Yes Theory: ‘The true path to creativity is to put yourself in situations that are unusual to you’

Yes Theory — founded in 2015 by Thomas Brag, Matt Dajer, and Ammar Kandil —  is the content company behind one of YouTube’s most popular channels.

With 5.8m subs and 1.8B views, it has inspired millions (including Will Smith) to “seek discomfort in their lives.”

In collaboration with Headspace, the team launched the Yes Theory podcast to further spread their inspirational message.   

We recently caught up with the guys to ask some questions: 

What’s the best book you’ve read in the past year? 

The Untethered Soul,” by Michael Singer.

What’s the best purchase under $100 you made in the past year? 

Spikeball (Editor’s note: We support this).

Who’s the most interesting person you know?

Wim Hof [a Dutch extreme athlete who holds the Guinness World record for swimming under ice]. He pioneered the Wim Hof Method, which is a combination of breath work, cold exposure, and meditation as a way to practice mental strength. He fully demonstrated to me my own capacity to push myself way past what I thought my limits were.

What’s the best piece of advice someone ever gave you? 

“The true path to creativity is to put yourself in situations that are unusual to you, that break your routine and take your mind and body outside of its comfort zone.”

That is from Peter Younkin, my college professor in entrepreneurship back at McGill University. It planted the seed for what would become Yes Theory.

(Editor’s note: Trung, a McGill alum, says: “Let’s go fam!!”).

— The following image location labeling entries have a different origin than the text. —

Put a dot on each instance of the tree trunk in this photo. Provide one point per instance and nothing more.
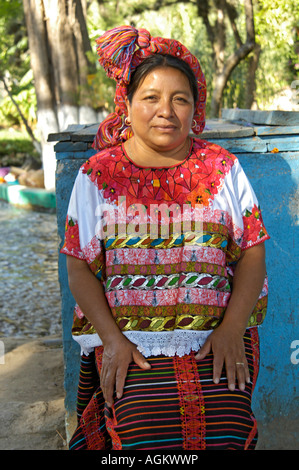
(250, 102)
(58, 42)
(224, 71)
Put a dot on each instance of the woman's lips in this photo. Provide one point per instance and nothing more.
(162, 128)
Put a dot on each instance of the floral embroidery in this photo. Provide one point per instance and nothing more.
(253, 225)
(72, 235)
(195, 181)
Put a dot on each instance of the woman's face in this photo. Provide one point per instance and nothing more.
(162, 108)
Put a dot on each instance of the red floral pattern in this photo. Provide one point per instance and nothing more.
(195, 181)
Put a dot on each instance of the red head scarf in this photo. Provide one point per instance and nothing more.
(120, 51)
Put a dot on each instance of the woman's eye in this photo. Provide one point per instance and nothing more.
(180, 99)
(151, 97)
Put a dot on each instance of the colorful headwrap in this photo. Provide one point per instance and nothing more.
(120, 51)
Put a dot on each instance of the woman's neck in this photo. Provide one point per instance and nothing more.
(144, 156)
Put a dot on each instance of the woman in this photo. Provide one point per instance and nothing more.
(166, 262)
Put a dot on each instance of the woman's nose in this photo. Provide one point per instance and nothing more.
(165, 108)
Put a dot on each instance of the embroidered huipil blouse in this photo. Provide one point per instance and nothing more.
(164, 243)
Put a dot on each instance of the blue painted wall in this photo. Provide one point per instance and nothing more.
(274, 177)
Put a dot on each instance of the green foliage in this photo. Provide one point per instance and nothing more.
(15, 66)
(14, 148)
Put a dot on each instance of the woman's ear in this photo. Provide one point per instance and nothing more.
(128, 105)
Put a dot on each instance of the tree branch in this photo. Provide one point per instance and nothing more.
(36, 143)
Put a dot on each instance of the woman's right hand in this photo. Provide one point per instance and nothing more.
(115, 363)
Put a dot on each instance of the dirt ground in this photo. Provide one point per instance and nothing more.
(32, 413)
(32, 395)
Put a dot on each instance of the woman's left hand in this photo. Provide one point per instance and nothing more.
(228, 349)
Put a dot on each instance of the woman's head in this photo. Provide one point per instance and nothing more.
(161, 61)
(121, 51)
(160, 109)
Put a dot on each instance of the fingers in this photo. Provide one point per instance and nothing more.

Do you have a request for a startup? 

I think an intentionally non-politically biased, independently owned news organization, solely focused on facts that would be trusted by all major sides to report on the big events in the world without sensationalism would be great. Further, being transparent on who wrote the articles and what their beliefs are could be a way to nurture trust with the audience.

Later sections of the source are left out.